Billy Vunipola aurait pu ne jamais rejoindre le Montpellier Hérault Rugby (MHR). Bernard Laporte, directeur du rugby montpelliérain, confie qu’il n’était pas du tout convaincu lors de leur premier échange. Le récent passage en demi-teinte de l’ancien international anglais chez les Saracens l’avait même fait douter de son niveau.
« Je n’étais pas très chaud », avoue Laporte à Midi Olympique. « Il y avait plein de problèmes. Le groupe était divisé. Il y avait des clans. […] Non, Montpellier n’était pas une équipe. Pour remettre de l’ordre, il a d’abord fallu se séparer de onze joueurs sous contrat. Il a fallu réorganiser cet effectif parce que ce qui avait été fait n’était pas à faire. »
Le dirigeant poursuit en expliquant que tout a été revu de fond en comble : « Aujourd’hui, les salaires sont les vrais salaires. Ils correspondent à la valeur réelle des joueurs. On ne recrute plus pour recruter. On recrute pour bâtir une équipe et pour ça, il faut pouvoir compter sur des types droits. Billy Vunipola, pour moi, en est l’exemple. »

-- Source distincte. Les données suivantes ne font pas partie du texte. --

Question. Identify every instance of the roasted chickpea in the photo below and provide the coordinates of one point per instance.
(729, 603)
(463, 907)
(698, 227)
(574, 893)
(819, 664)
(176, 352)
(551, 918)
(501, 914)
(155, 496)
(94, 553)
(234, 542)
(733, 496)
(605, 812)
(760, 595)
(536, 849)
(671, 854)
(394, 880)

Quand Vunipola sollicite un rendez-vous, Bernard Laporte ne laisse pas place à l’enthousiasme : « Je lui ai dit : “Tu sais Billy, je t’ai vu avec les Saracens à Bordeaux. Ce n’est pas génial. Tu n’y es plus, là !” ». Pourtant, la réponse du troisième ligne a su le convaincre. « Il m’a répondu qu’il ne voulait plus jouer là-bas, que les Saracens n’étaient plus une équipe, et ci, et là… J’ai cru au mec et j’ai voulu lui donner sa chance. »
Aujourd’hui, Laporte voit en Vunipola l’incarnation même du nouveau MHR qu’il souhaite bâtir. « Il me rappelait Chris Masoe, dans sa façon d’être. Le renouveau, c’est ce genre de mec. Il porte haut les couleurs de Montpellier, arrive au club le premier, est souvent le dernier à repartir. »
Pour conclure, le dirigeant envoie un message limpide sur la nouvelle philosophie montpelliéraine : « Tout a changé, ici. Des types avec un CV clinquant et qui se branlent sur le terrain, on n’en veut plus à Montpellier. »
Quelques mois après son arrivée, Billy Vunipola est devenu un pilier du vestiaire héraultais et l’un des artisans majeurs de la qualification du MHR pour la finale du Top 14.